SBS has promised an unprecedented amount of coverage for soccer fans and there is no escaping the anticipation in Murray's voice as he talks about the task in front of him.

"We have crack-of-dawn starts . . . and once we have done the show and various crosses to the Sydney studio we will probably have a bite to eat, and then settle down and watch all of the live games, which we have to watch because we have to comment on them," Murray said.

"It is 32 days straight that we will be working without a break but somebody has to do it."

Murray and Craig Foster will be based in Rio de Janeiro, where they will provide daily analysis, interviews and match round-ups in The FIFA World Cup Show, while David Zdrilic and Lucy Zelic will host matches from SBS' Sydney studio.
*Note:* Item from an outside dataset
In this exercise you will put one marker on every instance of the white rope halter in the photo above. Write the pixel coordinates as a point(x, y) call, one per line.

Every match of the 2014 FIFA World Cup will be broadcast live on SBS1 and SBS HD with more than 700 hours of coverage across two channels, kicking off with the opening match between Brazil and Croatia on Friday, June 13, at 3.30am on SBS1.

The only exceptions will be the concurrent group stage matches which will be broadcast live on SBS2 and then replayed on SBS1 immediately afterwards.

All matches will also be streamed online through SBS' World Game website, which features multi-angle replays, match statistics, tactical information, live text commentary, social integration, fantasy football and tipping as well as news, highlights, polls and photo galleries.

Murray, who said he was excited by the "refreshed" Socceroos squad, said Australia's first match against Chile was game he was anticipating the most.

"Obviously the most traumatic waiting period will be looking forward to the Socceroos' first game because that sort of waiting and wondering what fate awaits the Australian team just about leaves you short of breath," he said.

"So that is the most important game to watch, and then obviously whatever happens in that game, Australia's second game will be the most important."

Despite their dedication to providing comprehensive coverage, Murray said their studio near Copacabana Beach and the Avenida Atlantica fan zone, where between 500,000 and one million fans are expected to gather each day to watch the games live on giant screens, meant they would still get to experience the atmosphere on the streets.

"There is no country in the world whose culture has a higher affection for football than Brazil," Murray said.

"It impacts the whole country, everybody is a fan and everybody is an expert - men, women, children, it doesn't matter.

"I call it the land of football, not so much the home of football, and that infectious love affair the country has with football will come through, I am sure, on the coverage of the World Cup."

Closer to home, Murray said he believed Australia would have its chance to host the world game's biggest event one day.

"I think it is inevitable and we have to bid to host it again," Murray said.

"Two things we have to strive for in football and one is to win the World Cup one day, and the other is to host it one day."